COP26 comes against the backdrop of dire warnings about the health of our planet, as signalled by the Intergovernmental Panel on Climate Change’s (IPCC) sixth assessment report released in August. This latest report unequivocally shows that humans are to blame for the climate crisis. There is no room for denialism and scepticism. The science is clear.
The solution to addressing the climate crisis lies with global leadership, which must take drastic actions to cut or eliminate greenhouse gas emissions. This is a call that requires all of us to rethink our ways of life and imagine alternatives, perhaps with less capitalistic-based consumption and luxury.
It is well known that a rise in temperature of 1.5oc or more will make life on Earth far more difficult and compound the plethora of problems we already face. At COP26, one of the key objectives will be to reach an agreement on the measures needed to reduce emissions, in a way that prevents catastrophic warming beyond this threshold.
This reduction is much more important for our planet’s most at-risk societies, such as indigenous peoples, small island nations, and communities across least developed countries. Climate impacts are unequal – poor nations are already suffering more than richer ones, while small island nations face the possibility of extinction. Meanwhile, temperature increases across most African countries are causing droughts and exacerbating poverty in already fragile societies.

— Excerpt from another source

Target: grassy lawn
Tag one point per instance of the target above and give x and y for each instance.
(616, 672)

Climate change: a question of justice
Climate change and its catastrophic impacts have become a form of injustice which robs people of their freedom to choose and live their preferred ways of life.

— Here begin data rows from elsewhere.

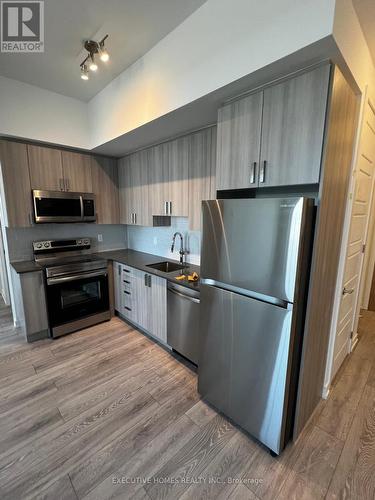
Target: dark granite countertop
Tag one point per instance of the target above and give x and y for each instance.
(139, 260)
(132, 258)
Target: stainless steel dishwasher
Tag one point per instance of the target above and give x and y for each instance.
(183, 321)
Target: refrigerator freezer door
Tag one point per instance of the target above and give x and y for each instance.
(244, 364)
(254, 244)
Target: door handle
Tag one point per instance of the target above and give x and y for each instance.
(262, 172)
(252, 172)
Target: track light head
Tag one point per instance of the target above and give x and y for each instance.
(92, 64)
(89, 63)
(84, 72)
(103, 54)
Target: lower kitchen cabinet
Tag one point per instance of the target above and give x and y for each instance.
(141, 298)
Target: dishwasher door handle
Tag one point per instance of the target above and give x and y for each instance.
(187, 297)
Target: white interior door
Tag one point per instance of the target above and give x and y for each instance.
(364, 175)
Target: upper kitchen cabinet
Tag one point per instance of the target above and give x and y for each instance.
(202, 165)
(15, 187)
(238, 143)
(158, 158)
(168, 177)
(77, 172)
(133, 183)
(178, 168)
(105, 186)
(45, 166)
(294, 115)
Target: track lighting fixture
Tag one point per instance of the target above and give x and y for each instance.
(89, 63)
(92, 64)
(84, 72)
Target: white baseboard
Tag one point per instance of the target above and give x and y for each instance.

Calls have already been made for richer countries to provide adaptation funding to help poorer countries address vulnerability and strengthen livelihoods. But as the world goes to COP26, one is reminded that climate adaptation finance remains a thorny issue: while rich countries have promised to provide $100 billion in climate funding each year, they have yet to deliver on this pledge.

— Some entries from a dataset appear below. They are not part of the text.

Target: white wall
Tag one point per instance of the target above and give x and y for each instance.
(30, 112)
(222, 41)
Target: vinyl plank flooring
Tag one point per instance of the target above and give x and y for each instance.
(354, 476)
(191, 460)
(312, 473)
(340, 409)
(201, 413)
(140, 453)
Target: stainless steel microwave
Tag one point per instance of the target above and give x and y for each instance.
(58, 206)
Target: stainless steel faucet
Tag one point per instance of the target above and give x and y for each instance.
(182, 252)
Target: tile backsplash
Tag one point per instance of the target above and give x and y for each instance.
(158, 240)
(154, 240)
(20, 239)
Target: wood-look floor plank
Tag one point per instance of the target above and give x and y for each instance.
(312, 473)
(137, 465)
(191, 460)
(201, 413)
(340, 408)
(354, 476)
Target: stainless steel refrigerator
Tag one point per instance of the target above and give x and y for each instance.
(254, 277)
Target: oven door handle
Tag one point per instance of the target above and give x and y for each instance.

Another contentious issue at COP26 will be Article 6 in the Paris Agreement, which provides for cooperative agreements between nations to engage in market-led mechanisms for emission reductions. In reality, market-led climate mitigation has not yielded significant reductions since the operationalisation of the Kyoto Protocol in 2005. Initiatives such as the Clean Development Mechanism (CDM) and the European Union’s Emissions Trading Scheme (ETS) have actually given incentives to polluters, rather than making them responsible for their environmental impact. The Carbon Market Watch has provided useful case studies on the harm caused by the clean development mechanism and the emissions trading scheme.
Numerous CDM projects have resulted in the development of massive wind, water, and solar energy projects across the world, but these often benefit multinational corporations at the expense of local peoples. For example, the displacement of indigenous communities to accommodate green projects and mandated forest management strategies can lead to the loss of local livelihoods. This is again another form of injustice, and we must realise that climate solutions anchored in market principles can often worsen the living conditions of the poor.
Looking back to 2015, the United Nations adopted the Sustainable Development Goals (SDGs) with an underlying philosophy to leave no one behind. Today, worsening climate impacts coupled with little to resources for adaptation mean that the poor will surely be left behind. At COP26, global leaders must agree on mechanisms to ensure greater ambition on climate finance, particularly for supporting vulnerable communities to adapt to climate change.
Towards a just society
Climate change has largely been caused by humanity’s lack of respect towards nature, which is opened for endless exploitation. In Glasgow this November, world leaders must step up and reach a deal which charters a new way of life – one that aspires towards environmental justice, which does not destroy our forests nor pollute our rivers and oceans. A way of life which does not overconsume to satisfy human appetites, and which has a mutually respectful relationship with nature.
We must do this for our planet – our home.